Recordo agora um pouco do Natal de 2016, em que vivemos momentos pelos quais esperamos nunca mais ter de passar. A NaE estava em pleno tratamento de quimioterapia; sofria aos olhos de todos, menos dos dela. Realizou um tratamento químico agressivo porque havia necessidade de reduzir o tamanho do tumor para que fosse possível proceder à intervenção cirúrgica. Apesar de a ter acompanhado em todos os tratamentos, sabia que ela estava completamente de rastos, mas nunca lhe vi alguma expressão de desânimo ou um “baixar de braços”. Era difícil imaginar que uma rapariga com pouco mais de cinquenta quilos, de aparência franzina, tivesse tanta força interior para enfrentar tamanho contratempo.
Volvidos quase dois anos de um tratamento que lhe levou literalmente tudo – cabelo, jovialidade e juventude – está rejuvenescida e com uma mentalidade para com a vida que acredito ser inspiradora. A NaE vive agora o dia-a-dia, tentando aproveitar cada momento como se fosse o seu último. É algo que contagia a todos – familiares, amigos e conhecidos. Quer saborear o que a vida lhe dá.
Como todos os doentes oncológicos, a NaE merece vencer esta maldita doença, de uma vez por todas. São pessoas que merecem uma segunda oportunidade, mais não seja para nos ensinarem que a vida é para ser vivida todos os dias, pois só assim podemos usufruir de todos os momentos e sermos felizes com aquilo que temos. As memórias são a única coisa que nos fazem felizes. E a NaE tem-nos dado muitas, fazendo questão de o transmitir a todos os que a rodeiam.
Não podemos revelar quais são os nosso planos para o Natal deste ano, pois sinceramente não temos. Só sabemos que vamos passar a quadra em família: eu, a NaE e a Maria. O local será, muito certamente, a nossa casa flutuante. Já em que parte do mundo estaremos, não sabemos nem consideramos tal dado importante. Gostaríamos que fosse no Haiti, na Île à Vache, onde planeamos ancorar com o objectivo de oferecer alguns dos nossos pertences às crianças e à população da ilha em geral.
Como é sabido, o Haiti é dos países mais pobres do mundo, sendo a escassez de bens gritante. Na nossa bagagem iremos levar velas usadas, anzóis, linha de pesca, canetas e lápis, papel, lápis de cor, e tudo o resto que encontremos no veleiro e não nos faça falta – ou que lhes faça mais falta do que a nós.

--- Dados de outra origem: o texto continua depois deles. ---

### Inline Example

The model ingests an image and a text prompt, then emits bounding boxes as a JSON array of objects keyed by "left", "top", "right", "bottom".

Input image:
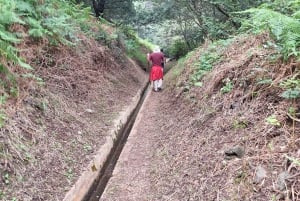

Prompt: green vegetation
[
  {"left": 120, "top": 26, "right": 153, "bottom": 68},
  {"left": 241, "top": 4, "right": 300, "bottom": 61}
]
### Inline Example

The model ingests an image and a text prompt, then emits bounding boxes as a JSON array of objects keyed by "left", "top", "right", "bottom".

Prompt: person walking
[{"left": 147, "top": 51, "right": 164, "bottom": 92}]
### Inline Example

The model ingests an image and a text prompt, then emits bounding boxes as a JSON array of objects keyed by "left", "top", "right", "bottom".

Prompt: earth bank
[{"left": 100, "top": 34, "right": 300, "bottom": 201}]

É já usual os velejadores que passam pelo Haiti levarem todo o tipo de materiais para doar. Infelizmente, falta de tudo na pobre ilha. Há inclusivamente movimentos organizados de velejadores que periodicamente se deslocam a Île à Vache, com o simples intuito de entregar bens recolhidos noutros locais das Caraíbas e da América.
Sabemos que Macau fica longe e que organizar uma doação a partir da Ásia assumiria proporções enormes em termos de logística. Contudo, se houver alguém interessado em fazer algum tipo de doação, podem-nos contactar. Comprometemo-nos a fazer chegar os donativos a quem mais precisa, através dos religiosos que trabalham no terreno.

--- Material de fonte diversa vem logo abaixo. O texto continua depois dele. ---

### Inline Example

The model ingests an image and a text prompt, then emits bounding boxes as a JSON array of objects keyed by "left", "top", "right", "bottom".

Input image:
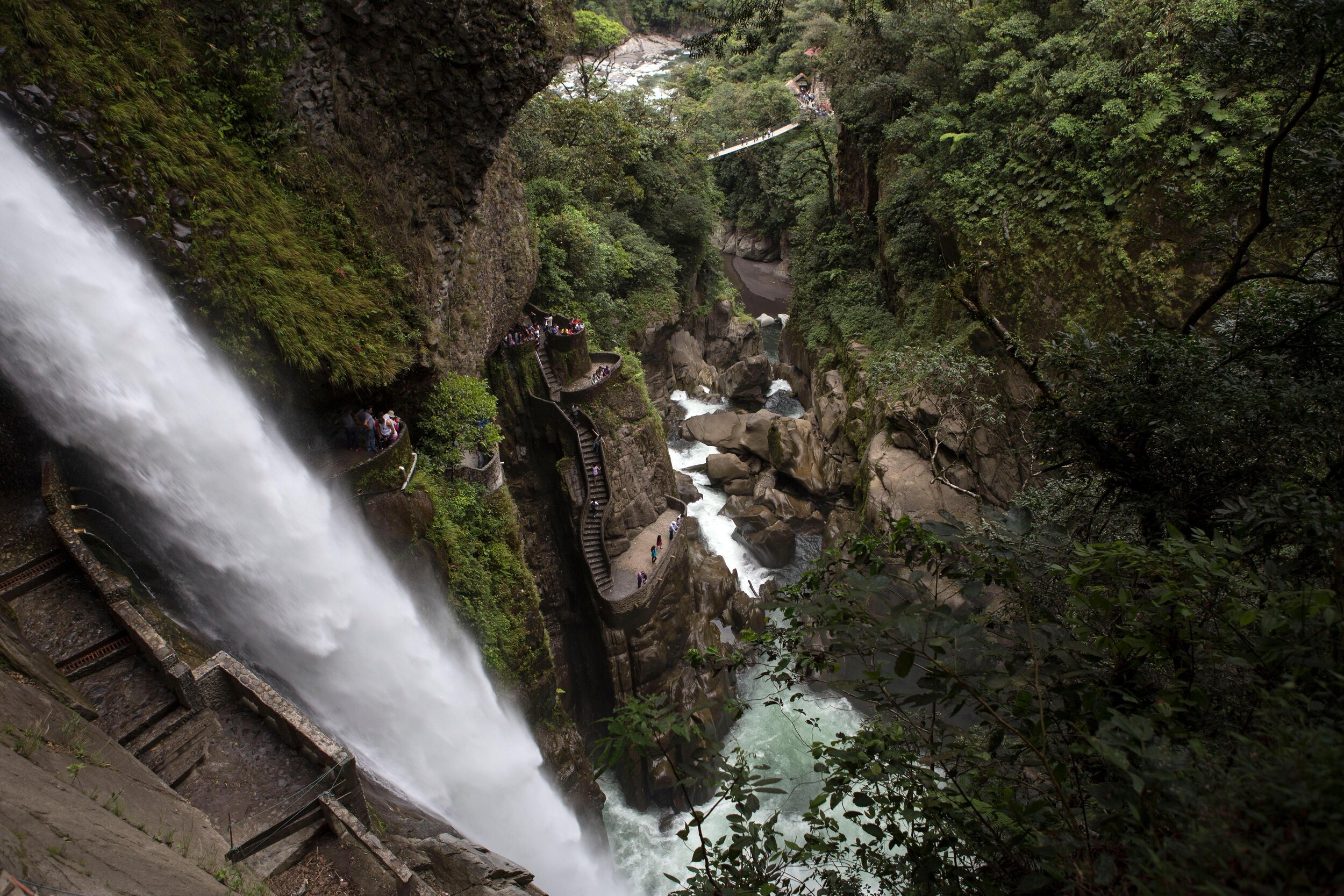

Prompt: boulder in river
[
  {"left": 719, "top": 494, "right": 780, "bottom": 532},
  {"left": 737, "top": 520, "right": 798, "bottom": 570},
  {"left": 682, "top": 410, "right": 780, "bottom": 461},
  {"left": 715, "top": 355, "right": 771, "bottom": 404},
  {"left": 723, "top": 479, "right": 755, "bottom": 494},
  {"left": 770, "top": 417, "right": 839, "bottom": 496},
  {"left": 755, "top": 489, "right": 817, "bottom": 522},
  {"left": 863, "top": 430, "right": 976, "bottom": 524},
  {"left": 672, "top": 470, "right": 704, "bottom": 504}
]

Nesta época do Natal, em que todos exageramos nos presentes e no dinheiro que gastamos em artigos supérfluos, é o momento ideal para pensar no próximo, nos que nada têm e que podem beneficiar com um pouco que possamos colocar de lado na extravagância das compras de Natal. Anzóis no Haiti (uma caixa de anzóis custa cinquentas patacas) é das melhores coisas que se podem oferecer aos pescadores. Eles não pedem que lhes dêem peixe, pedem sim que lhes proporcionem forma de conseguirem pescar para alimentar as suas famílias.
Resta-nos desejar a todos os leitores d’O CLARIMum Feliz Natal e um Próspero Ano Novo. Uma quadra cheia de coisas boas, muita felicidade e – em especial – muita saúde!